While debugging your code, you might want to modify the test to first try a single-character message. You can use the plot_data function implemented in Task #1 to visualize what's in the various arrays.

Interview questions:

What would have change in the code if the number of data bits transmitted for each character were changed from 8 to 7?
We locate the beginning of a character transmission by finding the START bit. What would happen if we changed the wire protocol so that START bits were 0 instead of 1?
Suppose we changed our scheme to transmit one of three voltages: -0.5V for a 0 bit, 0.5V for a 1 bit, and 0.0V to indicate no transmission. Could we eliminate the START bit from the protocol and still successfully implement the receiver?

Task 3: Modern digital signaling protocols (5 points)

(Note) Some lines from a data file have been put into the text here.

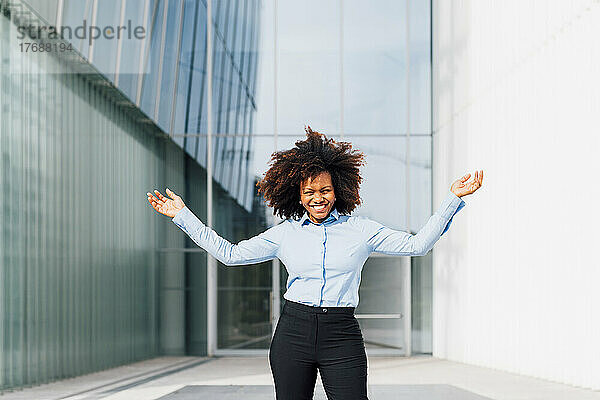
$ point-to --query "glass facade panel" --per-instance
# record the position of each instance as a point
(151, 80)
(79, 275)
(169, 61)
(374, 67)
(245, 292)
(309, 66)
(133, 49)
(104, 49)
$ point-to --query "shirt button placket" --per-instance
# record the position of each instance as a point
(323, 263)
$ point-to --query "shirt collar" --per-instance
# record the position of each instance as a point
(333, 215)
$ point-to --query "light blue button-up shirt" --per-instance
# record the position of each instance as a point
(324, 261)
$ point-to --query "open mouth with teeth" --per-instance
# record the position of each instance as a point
(320, 208)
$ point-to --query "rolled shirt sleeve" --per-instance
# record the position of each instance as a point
(257, 249)
(393, 242)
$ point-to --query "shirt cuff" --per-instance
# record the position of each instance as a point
(187, 221)
(451, 205)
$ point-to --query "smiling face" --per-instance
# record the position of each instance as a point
(317, 197)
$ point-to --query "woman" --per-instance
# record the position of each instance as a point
(315, 186)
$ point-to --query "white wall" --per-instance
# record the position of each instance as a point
(517, 278)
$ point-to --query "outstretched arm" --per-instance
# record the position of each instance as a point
(393, 242)
(257, 249)
(260, 248)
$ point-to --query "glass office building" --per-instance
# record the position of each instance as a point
(91, 276)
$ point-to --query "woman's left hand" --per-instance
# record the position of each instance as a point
(461, 187)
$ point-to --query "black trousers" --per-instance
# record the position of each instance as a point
(325, 338)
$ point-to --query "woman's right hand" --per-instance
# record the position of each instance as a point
(164, 205)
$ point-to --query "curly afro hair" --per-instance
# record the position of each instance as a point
(281, 183)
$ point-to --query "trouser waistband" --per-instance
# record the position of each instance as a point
(317, 310)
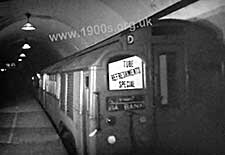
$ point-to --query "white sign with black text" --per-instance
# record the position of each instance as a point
(126, 74)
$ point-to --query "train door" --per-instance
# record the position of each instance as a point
(166, 81)
(123, 107)
(85, 105)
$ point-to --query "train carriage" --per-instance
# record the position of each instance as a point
(156, 90)
(101, 96)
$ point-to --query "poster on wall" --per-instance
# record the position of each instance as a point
(126, 74)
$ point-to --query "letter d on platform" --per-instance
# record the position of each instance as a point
(130, 39)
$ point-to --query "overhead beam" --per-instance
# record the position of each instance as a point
(172, 8)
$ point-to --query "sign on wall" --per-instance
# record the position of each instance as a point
(126, 74)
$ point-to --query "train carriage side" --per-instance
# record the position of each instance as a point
(113, 76)
(82, 101)
(188, 80)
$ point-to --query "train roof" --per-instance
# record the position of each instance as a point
(76, 62)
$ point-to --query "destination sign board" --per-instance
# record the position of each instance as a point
(126, 74)
(123, 103)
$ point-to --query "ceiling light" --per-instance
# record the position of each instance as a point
(22, 55)
(28, 26)
(26, 46)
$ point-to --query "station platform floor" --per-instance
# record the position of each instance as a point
(26, 130)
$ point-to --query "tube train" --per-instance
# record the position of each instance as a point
(156, 90)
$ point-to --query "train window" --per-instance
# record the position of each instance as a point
(77, 90)
(70, 95)
(58, 86)
(167, 77)
(126, 72)
(87, 81)
(63, 92)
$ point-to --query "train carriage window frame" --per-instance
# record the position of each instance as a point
(138, 72)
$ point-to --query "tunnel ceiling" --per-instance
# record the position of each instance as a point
(52, 18)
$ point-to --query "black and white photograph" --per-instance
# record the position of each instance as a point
(112, 77)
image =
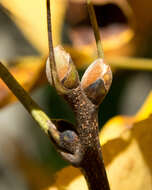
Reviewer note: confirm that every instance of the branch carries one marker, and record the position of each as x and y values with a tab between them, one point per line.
30	105
95	28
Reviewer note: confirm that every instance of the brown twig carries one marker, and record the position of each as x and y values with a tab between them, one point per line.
80	144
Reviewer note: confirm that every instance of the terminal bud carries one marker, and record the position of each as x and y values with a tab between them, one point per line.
66	71
96	81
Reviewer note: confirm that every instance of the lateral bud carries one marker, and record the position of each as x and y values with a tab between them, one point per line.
65	68
96	81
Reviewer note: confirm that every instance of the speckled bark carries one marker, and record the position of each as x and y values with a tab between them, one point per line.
90	162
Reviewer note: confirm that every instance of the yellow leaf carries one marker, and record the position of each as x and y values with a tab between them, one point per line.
27	71
30	16
126	145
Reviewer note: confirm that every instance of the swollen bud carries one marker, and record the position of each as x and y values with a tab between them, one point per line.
96	81
66	71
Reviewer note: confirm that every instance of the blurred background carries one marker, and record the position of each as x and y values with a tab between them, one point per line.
27	158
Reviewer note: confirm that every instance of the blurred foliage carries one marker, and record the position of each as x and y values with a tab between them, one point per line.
126	150
125	140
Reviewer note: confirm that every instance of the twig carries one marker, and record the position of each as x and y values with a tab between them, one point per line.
80	144
30	105
95	28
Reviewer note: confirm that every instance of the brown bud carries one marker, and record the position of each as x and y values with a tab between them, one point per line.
96	81
66	70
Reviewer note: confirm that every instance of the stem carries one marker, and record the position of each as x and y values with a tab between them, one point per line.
91	163
30	105
54	75
94	171
95	28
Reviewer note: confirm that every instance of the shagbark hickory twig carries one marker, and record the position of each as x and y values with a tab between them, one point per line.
80	144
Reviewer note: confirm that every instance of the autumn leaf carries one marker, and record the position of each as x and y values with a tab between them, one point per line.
30	16
27	71
126	145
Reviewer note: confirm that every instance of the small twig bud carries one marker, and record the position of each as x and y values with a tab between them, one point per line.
96	81
66	70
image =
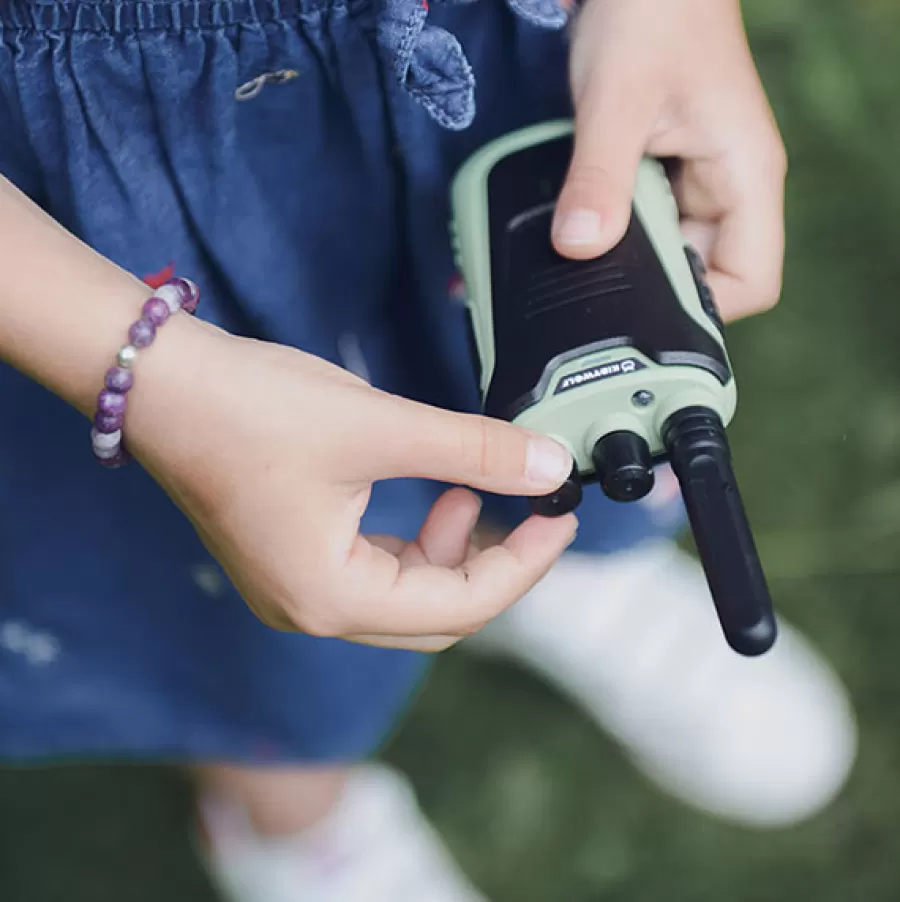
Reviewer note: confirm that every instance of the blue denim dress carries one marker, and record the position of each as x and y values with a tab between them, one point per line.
293	157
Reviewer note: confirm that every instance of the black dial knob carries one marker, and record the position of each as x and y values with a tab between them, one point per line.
563	501
624	466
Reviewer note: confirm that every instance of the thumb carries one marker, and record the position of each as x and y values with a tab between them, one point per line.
613	120
415	440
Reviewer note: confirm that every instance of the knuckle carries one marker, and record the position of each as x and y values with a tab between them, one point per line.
478	449
314	621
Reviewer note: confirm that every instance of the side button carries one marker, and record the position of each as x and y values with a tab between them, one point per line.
707	301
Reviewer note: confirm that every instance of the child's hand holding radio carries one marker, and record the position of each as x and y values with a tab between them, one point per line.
675	78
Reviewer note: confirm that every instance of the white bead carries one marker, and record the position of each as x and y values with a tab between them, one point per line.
106	453
106	440
171	295
127	356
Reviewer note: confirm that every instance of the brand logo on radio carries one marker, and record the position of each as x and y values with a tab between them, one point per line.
598	373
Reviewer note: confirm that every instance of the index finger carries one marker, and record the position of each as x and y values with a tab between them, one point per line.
380	598
737	200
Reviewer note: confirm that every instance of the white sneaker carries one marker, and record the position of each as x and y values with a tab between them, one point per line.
374	846
634	639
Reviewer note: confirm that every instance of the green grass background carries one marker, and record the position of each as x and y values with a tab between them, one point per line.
537	804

The simple START/STOP bit wire protocol described above is used in the RS-232 standard for sending data at modest rates (up to around 100,000 bits per second). It's quite serviceable but there's room for improvement:

If the transmitter is sending bits continuously and the receiver starts listening at some point in the transmission, there's no way to know which bits are START/STOP bits and which are data bits unless there's a long pause in the transmission that the receiver can interpret as "no data" and reset its START bit search.
For electrical reasons it's desirable to maintain DC balance on the wire, i.e., that on the average the number of 0's is equal to the number of 1's.
Transitions in the received bits indicate the start of a new bit and hence are useful in synchronizing the sampling process at the receiver -- the better the synchronization, the faster the maximum possible symbol rate. So ideally one would like to have frequent transitions. On the other hand each transition consumes power, so it would be nice to minimize the number of transitions consistent with the synchronization constraint and, of course, the need to send actual data! Using the wire protocol of Task #2, the transitions are determined by the message content and thus may not achieve the goals mentioned here.

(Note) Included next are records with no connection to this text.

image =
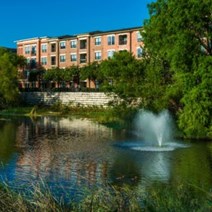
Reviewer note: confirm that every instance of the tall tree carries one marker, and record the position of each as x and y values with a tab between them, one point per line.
8	80
123	74
178	35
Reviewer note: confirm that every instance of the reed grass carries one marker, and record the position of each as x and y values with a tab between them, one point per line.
110	198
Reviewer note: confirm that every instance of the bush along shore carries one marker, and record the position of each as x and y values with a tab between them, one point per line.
157	197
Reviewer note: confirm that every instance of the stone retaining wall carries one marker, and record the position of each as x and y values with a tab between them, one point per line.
76	98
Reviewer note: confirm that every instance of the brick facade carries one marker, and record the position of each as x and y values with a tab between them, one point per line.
81	49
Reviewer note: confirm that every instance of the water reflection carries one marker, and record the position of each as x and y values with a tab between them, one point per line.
70	153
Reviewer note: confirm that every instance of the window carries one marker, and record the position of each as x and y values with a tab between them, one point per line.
62	45
139	52
98	41
33	50
27	49
98	55
83	44
73	44
62	58
43	60
44	48
122	39
53	47
33	63
139	37
111	40
53	60
73	57
83	58
110	53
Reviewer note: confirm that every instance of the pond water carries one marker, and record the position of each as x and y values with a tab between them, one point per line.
69	154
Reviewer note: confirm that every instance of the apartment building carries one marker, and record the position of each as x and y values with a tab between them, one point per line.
80	49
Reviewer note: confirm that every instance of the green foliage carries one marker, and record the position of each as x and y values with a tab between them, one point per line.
178	38
156	197
196	115
123	74
8	80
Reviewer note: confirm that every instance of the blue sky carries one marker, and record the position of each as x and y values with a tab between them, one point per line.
20	19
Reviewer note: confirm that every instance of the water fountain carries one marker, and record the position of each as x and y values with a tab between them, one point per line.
155	133
155	128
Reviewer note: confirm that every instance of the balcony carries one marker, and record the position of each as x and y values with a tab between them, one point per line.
83	58
33	53
122	39
83	44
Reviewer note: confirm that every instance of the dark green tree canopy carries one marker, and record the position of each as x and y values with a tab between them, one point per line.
178	37
8	81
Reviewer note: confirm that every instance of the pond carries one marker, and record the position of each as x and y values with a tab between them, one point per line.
69	154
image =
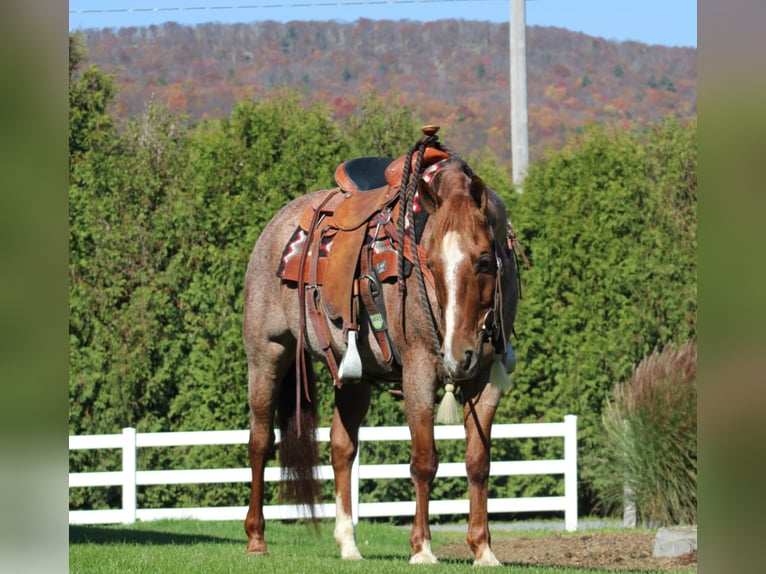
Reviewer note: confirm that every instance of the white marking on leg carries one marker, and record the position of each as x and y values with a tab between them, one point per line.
345	534
487	558
425	556
452	255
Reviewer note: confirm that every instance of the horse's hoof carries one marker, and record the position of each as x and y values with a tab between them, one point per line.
257	549
425	556
350	554
257	552
487	558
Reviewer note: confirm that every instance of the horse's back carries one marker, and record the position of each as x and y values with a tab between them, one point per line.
264	315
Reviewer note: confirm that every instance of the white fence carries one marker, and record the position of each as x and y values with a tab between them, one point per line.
129	478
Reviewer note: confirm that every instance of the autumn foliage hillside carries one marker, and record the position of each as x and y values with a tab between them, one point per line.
451	72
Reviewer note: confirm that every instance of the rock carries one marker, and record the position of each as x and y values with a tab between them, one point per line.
675	541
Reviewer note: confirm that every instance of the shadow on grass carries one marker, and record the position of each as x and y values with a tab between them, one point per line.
101	535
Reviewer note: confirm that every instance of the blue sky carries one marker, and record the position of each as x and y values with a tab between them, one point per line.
666	22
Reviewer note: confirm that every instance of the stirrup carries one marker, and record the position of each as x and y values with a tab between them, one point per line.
350	370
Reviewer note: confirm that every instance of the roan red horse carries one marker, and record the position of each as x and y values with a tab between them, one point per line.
404	273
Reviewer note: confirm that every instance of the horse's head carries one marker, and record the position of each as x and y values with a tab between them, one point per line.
463	258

To address these issues we use can an encoder at the transmitter to recode the message bits into a sequence that has the properties we want, and use a decoder at the receiver to recover the original message bits. Many of today's high-speed data links (e.g., PCI-e and SATA) use an 8b/10b encoding scheme developed at IBM. The 8b/10b encoder converts 8-bit message symbols into 10 transmitted bits; the transmitted bit sequences have the following properties:

the maximum run of 0's or 1's is five bits (i.e., there is at least one transition every five bits).
at any given sample the maximum difference between the number of 1's received and the number of 0's received is six.
special 10-bit sequences can be inserted into the transmission that don't appear in any sequences of encoded message bits, even when considering sequences that span two 10-bit transmitted symbols. The receiver can do a bit-by-bit search for these unique patterns in incoming stream and then know how the 10-bit sequences are aligned in the incoming stream.

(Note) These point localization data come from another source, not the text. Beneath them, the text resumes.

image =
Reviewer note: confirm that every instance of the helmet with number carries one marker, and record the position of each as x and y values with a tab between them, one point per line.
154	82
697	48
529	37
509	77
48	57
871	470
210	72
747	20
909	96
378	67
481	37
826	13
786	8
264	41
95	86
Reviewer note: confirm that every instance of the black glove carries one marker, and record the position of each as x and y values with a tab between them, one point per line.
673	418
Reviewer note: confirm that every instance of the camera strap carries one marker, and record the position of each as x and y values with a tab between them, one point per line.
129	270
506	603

Write a Python procedure receive that takes a single argument -- a numpy array of sampled voltages -- and returns a string of the characters in a message which has been sent using a 8b/10b encoder. Here's how to proceed:

Digitize the incoming voltage samples as before.
Figure out where to look in the digitized samples to determine whether each transmitted bit was 0 or 1. Let R be the number of received samples per bit (in our case R equals 8). Determine when to sample by using modulo-R counter that's incremented as each digitized sample is processed. A modulo-R counter cycles through the values 0, 1, ..., R-1 before starting over again at 0.
- When the counter is 0, the current sample is the first sample in a new incoming bit.
- When the counter is R-1, the current sample is the last sample in a current incoming bit.
- Whenever there's a transition (clearly indicating the start of a new incoming bit), reset the counter to 0. This will keep the receiver in sync with the transmitter.
- Use the current sample to determine the transmitted bit when the counter reaches some intermediate value. To sample in the middle of a bit transmission, wait until the counter reaches R/2. To sample towards the end of a bit's transmission, sample when the counter reaches, say, R-2.
This step produces a sequence of received bits.
To figure out how the 10-bit sequences are aligned in the received bit stream, look for instances of the following two 10-bit patterns in the received bit stream: 0011111010 or 1100000101. Once you've located an instance of the pattern, the next bit following the pattern is the first bit of a 10-bit sequence. numpy.array_equal is a handy way to get a single boolean value that indicates if all the elements in two arrays are equal.
A simple implementation would just locate the first instance of one of these patterns and decode the rest of the transmission based on that single synchronization. A better implementation would resynchronize on each occurrence of this bit pattern.
Use lab1.bits_to_int to convert each 10-bit sequence into an integer (first bit of the sequence is the least-significant bit of the integer) and use it as index into the list lab1.table_10b_8b to retrieve the integer representation of the original 8-bit message symbol. If the table entry contains None just ignore that particular 10-bit sequence.
To recover the original message text convert the sequence of 8-bit message symbols into characters using Python's chr function.

lab1_3.py is a template file for this task. The call to lab1.task3_test() invokes your receive function with an array of voltage samples resulting from encoding and transmitting the given message using an 8b/10b encoder. The encoder periodically inserts the special 10-bit synchronization sequences.

# lab1_3.py -- template for your Task #3 design file
import numpy
import matplotlib.pyplot as p
import lab1

def receive_8b10b(samples):
    """
    Convert an array of voltage samples transmitted by a
    8b/10b encoder into a message string.
    """
    pass # replace this with your commented code

# testing code.  Do it this way so we can import this file
# and use its functions without also running the test code.
if __name__ == '__main__':
    # supply some test data....
    lab1.task3_test(receive_8b10b,lab1.long_message)

You'll probably want to define some additional helper functions as we did for Task #2. And you can replace the lab1.long_message argument in the test with a shorter string when debugging your code.

Interview questions:

If the channel can support, say, a transmission rate of 10 million samples/second, what's the rate at which 8-bit symbols are produced by the receiver?
What are the pros and cons of increasing the frequency at which sync sequences (the special 10-bit sequences discussed in step 3 above) are embedded in the transmit stream? One factor to consider: how does the rate at which sync sequences are inserted affect your answer to the first interview question?
Suppose that a burst of noise changes the voltage samples so that one of the bits is received incorrectly, e.g., a bit transmitted as 0 is received as 1. What effect does this have on the decoding process? Consider corrupted message bits separately from corrupted sync sequence bits.